Where there is evidence that the taxpayer on whose behalf the petition was filed had intended to be represented by the person who actually signed the petition, and the taxpayer subsequently ratifies the petition, we have been liberal in allowing necessary amendments to the petition. Kraasch v. Commissioner, 70 T.C. 623 (1978); Carstenson v. Commissioner, 57 T.C. 542 (1972); Hoj v. Commissioner, 26 T.C. 1074 (1956). * * * [ Gruevski v. Commissioner, T.C. Memo. 1990-291, 59 T.C.M. 842, 844, 59 P-H Memo T.C. par. 90,291 at 1356. Fn. ref. omitted.]
In Carstenson v. Commissioner, 57 T.C. 542 (1972), cited in Sente Investment Club Partnership of Utah v.
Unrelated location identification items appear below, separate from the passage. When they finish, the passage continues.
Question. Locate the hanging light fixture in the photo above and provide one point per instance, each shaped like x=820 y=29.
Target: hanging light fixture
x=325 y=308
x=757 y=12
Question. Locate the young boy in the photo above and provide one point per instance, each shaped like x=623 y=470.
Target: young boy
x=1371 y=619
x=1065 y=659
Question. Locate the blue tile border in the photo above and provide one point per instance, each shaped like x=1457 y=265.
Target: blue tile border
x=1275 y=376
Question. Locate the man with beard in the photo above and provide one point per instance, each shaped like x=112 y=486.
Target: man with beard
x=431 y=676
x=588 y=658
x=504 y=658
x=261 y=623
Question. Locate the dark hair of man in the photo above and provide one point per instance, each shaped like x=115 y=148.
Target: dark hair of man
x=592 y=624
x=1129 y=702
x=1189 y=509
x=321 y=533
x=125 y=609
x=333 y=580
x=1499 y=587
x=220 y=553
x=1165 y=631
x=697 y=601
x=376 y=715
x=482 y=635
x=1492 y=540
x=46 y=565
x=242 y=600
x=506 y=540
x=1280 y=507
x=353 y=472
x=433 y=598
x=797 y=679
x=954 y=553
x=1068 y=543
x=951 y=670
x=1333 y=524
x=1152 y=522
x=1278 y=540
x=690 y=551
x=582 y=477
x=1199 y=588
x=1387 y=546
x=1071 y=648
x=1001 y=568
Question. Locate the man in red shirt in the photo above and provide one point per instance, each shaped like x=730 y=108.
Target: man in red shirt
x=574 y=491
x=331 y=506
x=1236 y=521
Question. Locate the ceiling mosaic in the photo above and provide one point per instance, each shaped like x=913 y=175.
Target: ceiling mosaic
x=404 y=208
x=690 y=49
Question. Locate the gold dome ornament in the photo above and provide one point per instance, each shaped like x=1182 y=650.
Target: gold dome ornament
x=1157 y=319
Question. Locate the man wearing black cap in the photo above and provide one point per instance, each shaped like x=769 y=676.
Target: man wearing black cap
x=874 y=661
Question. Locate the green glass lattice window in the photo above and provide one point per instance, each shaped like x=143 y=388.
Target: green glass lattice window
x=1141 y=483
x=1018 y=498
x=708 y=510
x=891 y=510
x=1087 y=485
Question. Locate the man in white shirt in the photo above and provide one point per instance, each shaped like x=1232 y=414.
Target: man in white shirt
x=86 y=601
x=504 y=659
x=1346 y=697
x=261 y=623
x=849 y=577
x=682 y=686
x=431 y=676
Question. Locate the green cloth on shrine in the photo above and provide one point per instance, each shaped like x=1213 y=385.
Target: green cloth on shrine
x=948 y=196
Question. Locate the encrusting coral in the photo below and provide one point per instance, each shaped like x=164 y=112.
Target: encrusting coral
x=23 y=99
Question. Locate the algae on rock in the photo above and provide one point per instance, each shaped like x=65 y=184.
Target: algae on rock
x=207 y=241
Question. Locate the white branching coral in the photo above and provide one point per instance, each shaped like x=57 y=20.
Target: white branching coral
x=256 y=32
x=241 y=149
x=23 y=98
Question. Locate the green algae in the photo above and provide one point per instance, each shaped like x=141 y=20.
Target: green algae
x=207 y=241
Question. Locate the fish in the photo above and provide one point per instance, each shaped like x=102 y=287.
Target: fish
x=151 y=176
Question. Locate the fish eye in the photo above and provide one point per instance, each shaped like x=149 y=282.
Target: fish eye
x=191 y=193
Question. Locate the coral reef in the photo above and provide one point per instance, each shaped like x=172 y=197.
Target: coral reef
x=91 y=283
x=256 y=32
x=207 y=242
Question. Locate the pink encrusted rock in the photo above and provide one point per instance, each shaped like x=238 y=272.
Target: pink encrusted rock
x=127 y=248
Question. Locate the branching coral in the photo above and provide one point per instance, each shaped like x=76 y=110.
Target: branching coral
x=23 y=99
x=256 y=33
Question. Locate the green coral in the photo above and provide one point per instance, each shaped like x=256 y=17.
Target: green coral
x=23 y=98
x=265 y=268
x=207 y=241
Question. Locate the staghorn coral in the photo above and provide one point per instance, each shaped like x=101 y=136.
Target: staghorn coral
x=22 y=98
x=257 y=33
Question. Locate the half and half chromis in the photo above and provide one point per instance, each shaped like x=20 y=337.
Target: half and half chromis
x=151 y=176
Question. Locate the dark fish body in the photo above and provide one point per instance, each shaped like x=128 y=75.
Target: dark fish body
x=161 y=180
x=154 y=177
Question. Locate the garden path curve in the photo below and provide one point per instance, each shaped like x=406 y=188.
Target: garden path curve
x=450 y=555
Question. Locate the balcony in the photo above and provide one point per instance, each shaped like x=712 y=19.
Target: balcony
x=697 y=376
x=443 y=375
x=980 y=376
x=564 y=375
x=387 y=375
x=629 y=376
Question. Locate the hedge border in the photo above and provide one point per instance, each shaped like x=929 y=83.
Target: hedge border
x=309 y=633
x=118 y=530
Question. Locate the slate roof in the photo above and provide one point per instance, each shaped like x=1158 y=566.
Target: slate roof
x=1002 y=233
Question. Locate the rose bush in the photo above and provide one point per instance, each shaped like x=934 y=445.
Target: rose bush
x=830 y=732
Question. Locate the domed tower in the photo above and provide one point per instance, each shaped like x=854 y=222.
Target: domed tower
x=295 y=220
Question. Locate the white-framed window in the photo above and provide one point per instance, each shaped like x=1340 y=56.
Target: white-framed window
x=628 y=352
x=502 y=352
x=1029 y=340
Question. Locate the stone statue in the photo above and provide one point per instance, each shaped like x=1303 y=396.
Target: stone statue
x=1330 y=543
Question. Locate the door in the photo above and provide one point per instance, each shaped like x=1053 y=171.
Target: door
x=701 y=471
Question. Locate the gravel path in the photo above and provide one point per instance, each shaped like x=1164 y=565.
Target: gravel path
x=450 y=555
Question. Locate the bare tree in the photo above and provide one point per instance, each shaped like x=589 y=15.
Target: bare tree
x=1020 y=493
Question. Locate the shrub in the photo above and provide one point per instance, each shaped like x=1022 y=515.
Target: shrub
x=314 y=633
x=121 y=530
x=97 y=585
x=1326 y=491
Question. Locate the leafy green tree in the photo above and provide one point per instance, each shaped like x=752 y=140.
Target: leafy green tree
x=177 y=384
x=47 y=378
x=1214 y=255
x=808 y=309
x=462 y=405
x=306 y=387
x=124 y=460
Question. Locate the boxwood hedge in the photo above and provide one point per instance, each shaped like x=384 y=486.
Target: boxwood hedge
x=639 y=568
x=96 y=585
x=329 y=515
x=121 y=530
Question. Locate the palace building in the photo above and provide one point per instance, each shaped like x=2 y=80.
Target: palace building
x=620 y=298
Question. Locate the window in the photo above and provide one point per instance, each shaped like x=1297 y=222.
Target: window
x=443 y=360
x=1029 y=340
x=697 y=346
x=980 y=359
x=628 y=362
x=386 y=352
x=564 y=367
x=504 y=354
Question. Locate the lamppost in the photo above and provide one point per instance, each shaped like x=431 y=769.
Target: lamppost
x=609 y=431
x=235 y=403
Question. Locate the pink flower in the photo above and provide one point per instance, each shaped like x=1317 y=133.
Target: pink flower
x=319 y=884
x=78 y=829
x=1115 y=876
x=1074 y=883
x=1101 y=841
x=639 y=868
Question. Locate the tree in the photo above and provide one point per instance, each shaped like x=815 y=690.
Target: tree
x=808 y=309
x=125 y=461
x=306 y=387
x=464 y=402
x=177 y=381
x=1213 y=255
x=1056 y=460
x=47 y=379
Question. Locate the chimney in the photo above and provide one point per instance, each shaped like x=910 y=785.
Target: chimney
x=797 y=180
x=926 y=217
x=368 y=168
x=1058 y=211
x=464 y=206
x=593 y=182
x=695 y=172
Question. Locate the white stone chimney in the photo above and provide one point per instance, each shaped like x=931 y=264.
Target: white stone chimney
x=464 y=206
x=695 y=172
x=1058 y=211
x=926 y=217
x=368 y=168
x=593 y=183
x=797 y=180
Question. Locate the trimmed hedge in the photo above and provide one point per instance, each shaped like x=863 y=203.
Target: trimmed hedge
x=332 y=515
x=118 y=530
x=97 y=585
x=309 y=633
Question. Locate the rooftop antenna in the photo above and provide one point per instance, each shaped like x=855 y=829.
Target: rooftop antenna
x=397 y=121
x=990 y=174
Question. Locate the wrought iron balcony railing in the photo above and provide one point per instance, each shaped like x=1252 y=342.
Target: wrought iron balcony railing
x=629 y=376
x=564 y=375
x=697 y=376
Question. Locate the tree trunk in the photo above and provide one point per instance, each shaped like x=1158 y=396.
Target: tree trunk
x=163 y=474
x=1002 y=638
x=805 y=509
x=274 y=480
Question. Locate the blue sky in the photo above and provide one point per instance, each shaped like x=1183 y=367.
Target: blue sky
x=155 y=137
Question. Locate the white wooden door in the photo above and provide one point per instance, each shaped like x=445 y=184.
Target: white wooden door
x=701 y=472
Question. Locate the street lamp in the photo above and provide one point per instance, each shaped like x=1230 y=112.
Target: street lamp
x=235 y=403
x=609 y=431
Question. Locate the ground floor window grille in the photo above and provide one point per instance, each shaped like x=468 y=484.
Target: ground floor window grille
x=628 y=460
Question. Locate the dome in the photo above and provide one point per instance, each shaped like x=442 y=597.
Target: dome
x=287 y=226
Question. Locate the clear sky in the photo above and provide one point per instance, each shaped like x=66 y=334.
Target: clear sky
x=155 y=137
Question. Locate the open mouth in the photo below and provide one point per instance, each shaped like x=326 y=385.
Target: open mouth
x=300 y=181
Commissioner, supra, we held that individual taxpayers had authorized their accountant, who was not admitted to practice before the Tax Court, to file a petition on their behalf, and we permitted amendment of the petition after the 90-day period for filing a petition had elapsed. Here, the readjustment petition was filed by the elected "managing partner" of the partnership. The "managing partner" was elected by a majority of the partners. According to the partnership agreement, the "managing partner" was authorized to act as the tax matters partner under section 6221 and was purportedly granted all powers of the tax matters partner. In this regard, we note that McAuliffe was thus the agent of the partners, any of whom could have qualified as tax matters partner if selected by respondent. At some point, in order for this litigation to proceed and ultimately be concluded, the Court may be required to appoint a tax matters partner, or to dismiss this case, if the partners do not advise the Court of the name of a person who is qualified under the statute to serve as tax matters partner.
In this case, the petition was filed by counsel, who believed that he was properly filing a petition under section 6226(a) based on the representation of McAuliffe and the power granted in the partnership agreement. If we were to grant respondent's motion, the partners of Montana Sapphire would have no judicial remedy with respect to the partnership adjustments determined in the FPAA. This is not a situation where multiple petitions were filed under section 6226(a) and (b). Cf. Amesbury Apartments, Ltd. v. Commissioner, 95 T.C. 227 (1990); 1983 Western Reserve Oil & Gas Co. v. Commissioner, supra. We do not believe that it is appropriate to dismiss the petition under these circumstances without first giving (1) the partnership the opportunity to advise the Court of the name of a person to be appointed tax matters partner and (2) the tax matters partner the opportunity of ratifying the original petition.
Respondent's motion to dismiss for lack of jurisdiction will be held in abeyance and the Court will allow 60 days (1) for petitioner to advise the Court of the name of the partner to be appointed as tax matters partner and (2) for such tax matters partner to file an amended petition.
An appropriate order will be issued.